Высокий борт колодца отрезал свечение вечернего неба, харвер висел на стене в тени; кабину заполнял призрачный синеватый полумрак — ещё горели мониторы, густо оплетённые зеленью. Зелень заняла весь объём помещения, как живая пена, колыхалась в воздухе — то ли моховая паутина, то ли сети водорослей, то ли пух из плесени. Митя погрузился в мягкую и влажную прохладу. Он даже не понял, попал ли на водительское кресло: его держало как в гамаке, как на зыбкой перине. И он наконец ослабил волю. Он ведь дошёл до конца своего человеческого пути.
Это было блаженством — тихо растворяться в огромной жизни, сохраняя себя лишь настолько, насколько хотелось. Чужая вегетация впитывала его в себя — и становилась его собственной. Не испытывая ни страха, ни отторжения, Митя ощущал, как его почти неосязаемо оплетает, опутывает и окутывает что-то невесомое и всесильное, будто магнитное поле. Оно проникает в тело, подключается к нервам, снимая боль, сшивает его с миром, пусть и не так, как он привык. Что-то в нём размывается, тает — то, что было неважным; рисунок его взаимосвязей с окружающим разбегается и ветвится, словно изморозь на окнах; но что-то в нём и остаётся неизменным — то, без чего нельзя.
В нём оставалась горечь. Горечь за Серёгу. Иррациональное сожаление — ведь Серёга не был ему братом ни физически, ни ментально.
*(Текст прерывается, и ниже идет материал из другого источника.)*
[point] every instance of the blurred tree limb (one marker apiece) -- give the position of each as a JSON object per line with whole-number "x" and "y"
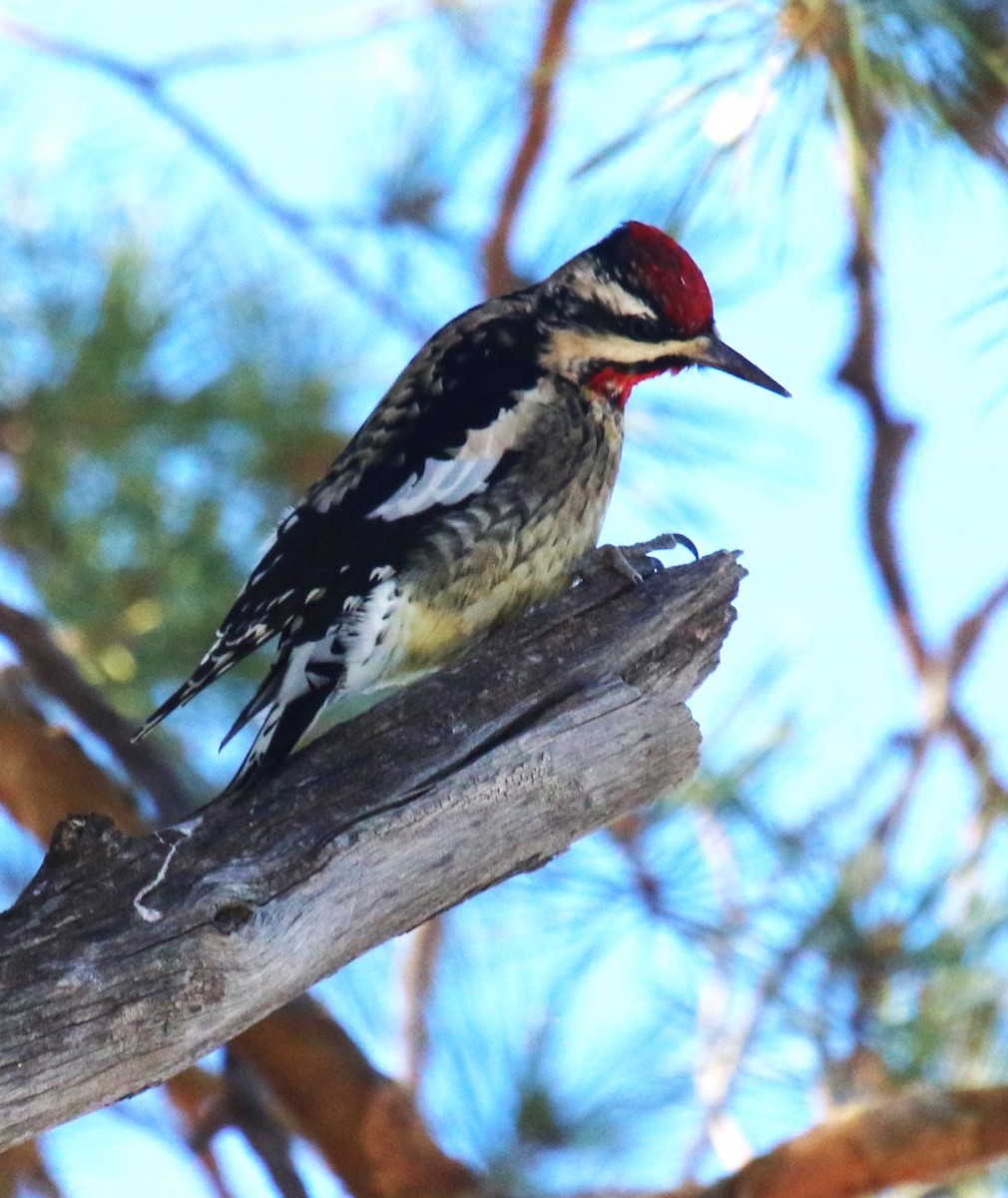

И тем не менее что-то странное ведь соединило их накрепко… Однако Серёга не осмелился сделать самый главный шаг, не решился уйти — и увяз там, где бригады и бригадиры, где ложь, насилие и подлость. С лесорубами ему было понятнее и проще. Как и всем лесорубам, ему не нужны были ни совесть, ни будущее. Ну и ладно. Не для Серёги же он, Митя, был создан селератным лесом…
А для кого? Для чего? Глупо спрашивать, но в чём смысл его появления?
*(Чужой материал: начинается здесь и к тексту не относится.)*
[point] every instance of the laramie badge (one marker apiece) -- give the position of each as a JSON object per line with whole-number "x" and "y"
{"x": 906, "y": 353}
Природа функциональна. Даже ошибки её — стратегические страховки, которые просто не потребовались. Цель у жизни одна: продлиться, выстоять в борьбе за существование. А селератный лес тоже ведёт яростную борьбу. Он не хочет превращаться в бризол или фитронику. Не хочет, чтобы его вырубали. Он врастает в машины и людей, превращая их в чумоходы и лешаков. И появление Мити подчиняется той же логике — как иначе? Он, Митя, создан, чтобы защищать селератный лес. Создан, чтобы спасти.